Magic Mushrooms Number 2

Saturday, May 23, 2009

What Am I, Chopped Liver?

For many, the idea of eating liver of any derivation is on par with a big plate of brussel sprouts and a hefty dose of castor oil before bedtime.  

Not so for me.  At least when it comes to chicken livers, and especially if they are combined with sauteed mushrooms.  

It may be cheap (enough organic chicken livers to feed a family of four cost me a whopping $1.55, though I won't try and fool you into believing that my children ate this), but there is no air of deprivation around this dish.  

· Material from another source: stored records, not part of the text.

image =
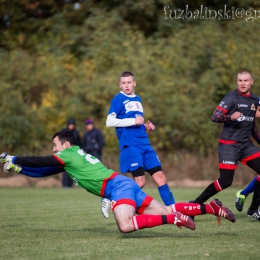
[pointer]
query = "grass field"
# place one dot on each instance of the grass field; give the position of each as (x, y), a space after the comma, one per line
(67, 224)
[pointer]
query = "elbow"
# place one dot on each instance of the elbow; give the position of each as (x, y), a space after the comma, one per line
(213, 119)
(108, 123)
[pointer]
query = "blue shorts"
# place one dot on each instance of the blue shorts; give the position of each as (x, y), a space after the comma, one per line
(133, 157)
(123, 190)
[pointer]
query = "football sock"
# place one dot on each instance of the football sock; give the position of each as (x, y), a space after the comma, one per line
(256, 197)
(207, 193)
(148, 221)
(166, 195)
(192, 209)
(249, 188)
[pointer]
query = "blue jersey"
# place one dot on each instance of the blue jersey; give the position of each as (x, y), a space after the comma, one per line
(129, 106)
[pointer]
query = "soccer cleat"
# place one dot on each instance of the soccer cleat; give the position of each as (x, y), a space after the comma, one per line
(181, 220)
(240, 199)
(221, 211)
(106, 206)
(192, 217)
(254, 213)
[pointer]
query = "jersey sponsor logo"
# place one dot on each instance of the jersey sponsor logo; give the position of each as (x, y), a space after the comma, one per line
(134, 106)
(228, 162)
(76, 182)
(245, 118)
(222, 104)
(134, 164)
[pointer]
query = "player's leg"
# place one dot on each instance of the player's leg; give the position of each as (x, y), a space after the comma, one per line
(105, 207)
(214, 207)
(251, 158)
(241, 195)
(127, 198)
(139, 176)
(154, 168)
(228, 161)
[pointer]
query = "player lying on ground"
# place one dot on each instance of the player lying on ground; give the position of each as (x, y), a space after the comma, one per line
(126, 196)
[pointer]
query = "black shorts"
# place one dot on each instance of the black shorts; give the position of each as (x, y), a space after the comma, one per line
(231, 153)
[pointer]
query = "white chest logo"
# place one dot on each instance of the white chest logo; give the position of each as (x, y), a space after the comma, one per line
(134, 106)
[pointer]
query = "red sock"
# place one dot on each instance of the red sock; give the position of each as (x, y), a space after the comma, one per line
(148, 221)
(192, 209)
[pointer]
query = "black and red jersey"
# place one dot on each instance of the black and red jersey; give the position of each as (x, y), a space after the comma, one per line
(239, 130)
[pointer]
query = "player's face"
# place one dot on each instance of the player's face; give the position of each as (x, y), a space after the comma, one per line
(58, 146)
(244, 83)
(127, 84)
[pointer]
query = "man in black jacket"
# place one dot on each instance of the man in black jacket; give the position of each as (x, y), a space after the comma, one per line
(93, 140)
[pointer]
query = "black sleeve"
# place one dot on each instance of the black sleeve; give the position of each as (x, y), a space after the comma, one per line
(255, 133)
(37, 161)
(220, 116)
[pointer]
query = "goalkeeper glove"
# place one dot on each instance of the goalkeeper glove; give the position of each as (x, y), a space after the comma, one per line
(10, 167)
(4, 157)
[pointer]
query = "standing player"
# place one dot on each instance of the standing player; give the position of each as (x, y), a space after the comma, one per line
(126, 196)
(237, 111)
(136, 153)
(242, 194)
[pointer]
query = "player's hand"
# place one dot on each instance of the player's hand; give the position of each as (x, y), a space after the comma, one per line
(10, 167)
(139, 120)
(236, 115)
(4, 157)
(149, 126)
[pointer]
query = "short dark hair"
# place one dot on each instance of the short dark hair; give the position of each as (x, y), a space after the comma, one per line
(66, 135)
(126, 74)
(245, 71)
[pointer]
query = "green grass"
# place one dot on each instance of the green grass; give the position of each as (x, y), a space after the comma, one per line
(67, 224)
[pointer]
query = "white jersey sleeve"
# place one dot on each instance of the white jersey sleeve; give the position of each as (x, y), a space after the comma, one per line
(113, 121)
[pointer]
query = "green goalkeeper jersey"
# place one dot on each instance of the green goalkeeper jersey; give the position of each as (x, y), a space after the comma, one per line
(85, 170)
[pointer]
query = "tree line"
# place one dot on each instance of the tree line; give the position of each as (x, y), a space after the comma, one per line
(62, 59)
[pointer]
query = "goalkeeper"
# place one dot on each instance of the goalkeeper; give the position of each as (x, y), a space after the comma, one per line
(127, 197)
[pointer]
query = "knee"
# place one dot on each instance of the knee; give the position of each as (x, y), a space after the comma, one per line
(124, 228)
(159, 178)
(225, 183)
(226, 178)
(140, 181)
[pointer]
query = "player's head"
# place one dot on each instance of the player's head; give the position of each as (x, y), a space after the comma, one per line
(71, 124)
(127, 82)
(63, 140)
(89, 124)
(244, 81)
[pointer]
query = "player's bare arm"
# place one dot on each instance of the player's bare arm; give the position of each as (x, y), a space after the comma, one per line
(149, 126)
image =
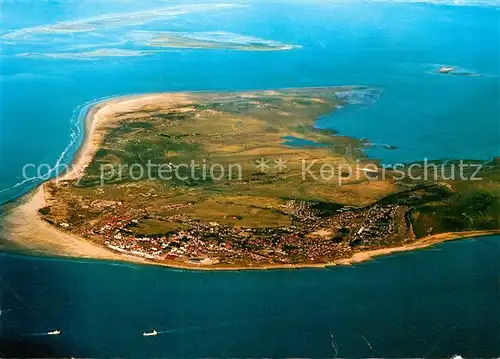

It is rustic but elegant, and downright decadent.  Think France.  Think bistro.  There is butter, there is wine, there is crème fraîche, but balanced against a generous handful of bright, crisp rocket/arugala, tossed in a sharp sherry vinaigrette, it feels both rich and fresh, at the same time.  

Pour a glass of wine.  Turn on the stereo and turn down the lights.  

When the last of the creme fraiche mingles with the vinaigrette and you are greedily tearing at the remaining baguette for sopping up, you will be glad that you opted for candlelight.  

Sauteed Mushrooms & Chicken Livers With Seasoned Crème Fraîche
2 enormous Portabello mushrooms, thinly sliced
4 organic chicken livers
one onion, diced
unsalted butter
sea salt & freshly ground black pepper, to taste
a pinch of fresh thyme leaves
splash of white wine

4 long slices of baguette (sliced on the diagonal), toasted and buttered
2 large handfuls rocket/arugala, tossed in Sherry Vinaigrette (see below)
1 ramekin crème fraîche, seasoned generously with sea salt and freshly ground pepper

Heat large sautee pan on medium-high/high.  Add hefty knob of butter.  Sautee onion, mushrooms and thyme leaves, tossing regularly.  Try not to overcrowd the pan, or the mushrooms will be limp and soggy, rather than sauteed to a crisp, golden brown.  

Add whole chicken livers. Season with salt and pepper.  

Cook till livers are firm, but not hard.  You are aiming for beautifully browned on the outside, silky and pink, but not rare, in the center; if they are over-cooked, they will have an unpleasant grey color and mealy texture.  When you press them with your finger, they should yield ever so slightly, but not so much that they feel gelatinous - if they do, keep going a few minutes longer.*  

Remove livers and mushrooms from pan.  

Deglaze the pan with a splash of whatever white wine you have hanging around in the fridge - a 1/4 - 1/2 cup should do.  Scrape good bits off the bottom of the pan.  Add another knob of cold butter (smaller this time), swirl around, and remove from heat.  Check seasoning and adjust, if required.

Thinly slice the chicken livers.  If they are underdone, quickly toss them back in the deglazed pan for one brief moment, over low heat, till perfect pinkness is achieved.  

Pile mushrooms high on top of toasted, buttered baguette slices (2 per plate).  Lay sliced chicken liver on top of mushrooms.  Pour pan juices over mushrooms and liver.  Top with a grand dollop of seasoned crème fraîche.  Accompany with Rocket/Arugala tossed with Sherry Vinaigrette.  

Sherry Vinaigrette
I make my salad dressing in an old jam jar with a tight fitting lid, as a vigorous shaking seems to produce a much better emulsion that whisking or stirring.  Call me Bond.  James Bond.

Pour in 2-3 Tablespoons Sherry Vinegar.
Add one tablespoon Dijon mustard.
Season generously with sea salt and freshly ground black pepper.
Screw the lid on and shake till emulsified.
Add 4-5 Tablespoons virgin olive oil (I am not fussy about virgin or extra-virgin; one will provide a robust olive flavor, the other a more delicate result - please yourself).
Screw lid on and shake again.
Test seasoning by dipping in one lettuce leaf and taste.  Adjust as necessary.  

Drizzle small amount over lettuce in a large bowl and toss, adding more vinaigrette as you go, to avoid over-dressing.  

*Here is a handy trick.  Make a tight fist with your dominant hand.  With your opposite index finger, poke the bulging bit of muscle that pops up in the bend between your thumb and index finger joints.  The firmness of that muscle is equivalent to medium-rare, no matter what meat you are cooking.  With the livers, go slightly firmer than that.